I have recently learned that it was the view of the Church Fathers that Christ's atonement was a ransom paid to the devil and this view was widely held until the middle ages when St Anselm refuted it. Why if fathers know best do we not follow this today? Can anyone explain this to me as i just think it is bizarre that the church fathers taught this and that it was only rejected in the middle-ages. Anyone have any information? ( please note I am a catholic and not an anti-catholic polemicist)
This is what the catholic encyclopedia says newadvent.org/cathen/02055a.htm
(Removed excessively long document quotes as per Forum Rules)
It cannot be questioned that this theory also contains a true principle. For it is founded on the express words of Scripture, and is supported by many of the greatest of the early Fathers and later theologians. But unfortunately, at first, and for a long period of theological history, this truth was somewhat obscured by a strange confusion, which would seem to have arisen from the natural tendency to take a figure too literally, and to apply it in details which were not contemplated by those who first made use of it.
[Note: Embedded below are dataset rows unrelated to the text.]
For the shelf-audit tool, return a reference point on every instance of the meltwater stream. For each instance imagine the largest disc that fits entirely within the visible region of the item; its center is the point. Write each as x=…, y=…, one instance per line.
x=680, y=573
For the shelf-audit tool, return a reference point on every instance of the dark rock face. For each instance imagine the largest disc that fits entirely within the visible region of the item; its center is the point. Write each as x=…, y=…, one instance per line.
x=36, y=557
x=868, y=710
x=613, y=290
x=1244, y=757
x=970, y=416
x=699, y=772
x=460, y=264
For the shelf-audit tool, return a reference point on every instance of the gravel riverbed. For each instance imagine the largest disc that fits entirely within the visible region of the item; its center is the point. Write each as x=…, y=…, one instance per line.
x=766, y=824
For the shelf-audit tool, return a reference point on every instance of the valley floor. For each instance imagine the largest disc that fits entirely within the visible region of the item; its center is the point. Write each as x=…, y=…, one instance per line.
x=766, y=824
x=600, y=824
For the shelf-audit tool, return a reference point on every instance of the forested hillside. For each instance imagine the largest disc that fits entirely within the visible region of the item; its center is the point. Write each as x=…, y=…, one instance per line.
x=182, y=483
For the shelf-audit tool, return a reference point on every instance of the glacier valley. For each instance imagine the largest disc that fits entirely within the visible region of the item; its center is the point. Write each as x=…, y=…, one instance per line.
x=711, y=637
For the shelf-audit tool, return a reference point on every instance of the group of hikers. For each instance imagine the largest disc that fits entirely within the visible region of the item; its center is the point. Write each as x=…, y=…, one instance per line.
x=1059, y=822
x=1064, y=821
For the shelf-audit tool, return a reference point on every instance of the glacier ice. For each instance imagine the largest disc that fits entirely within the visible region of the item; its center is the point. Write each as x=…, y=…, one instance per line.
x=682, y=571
It must not be forgotten that the account of our deliverance from sin is set forth in figures. Conquest, captivity, and ransom are familiar facts of human history. Man, having yielded to the temptations of Satan, was like to one overcome in battle. Sin, again, is fitly likened to a state of slavery. And when man was set free by the shedding of Christ's precious Blood, this deliverance would naturally recall (even if it had not been so described in Scripture) the redemption of a captive by the payment of a ransom.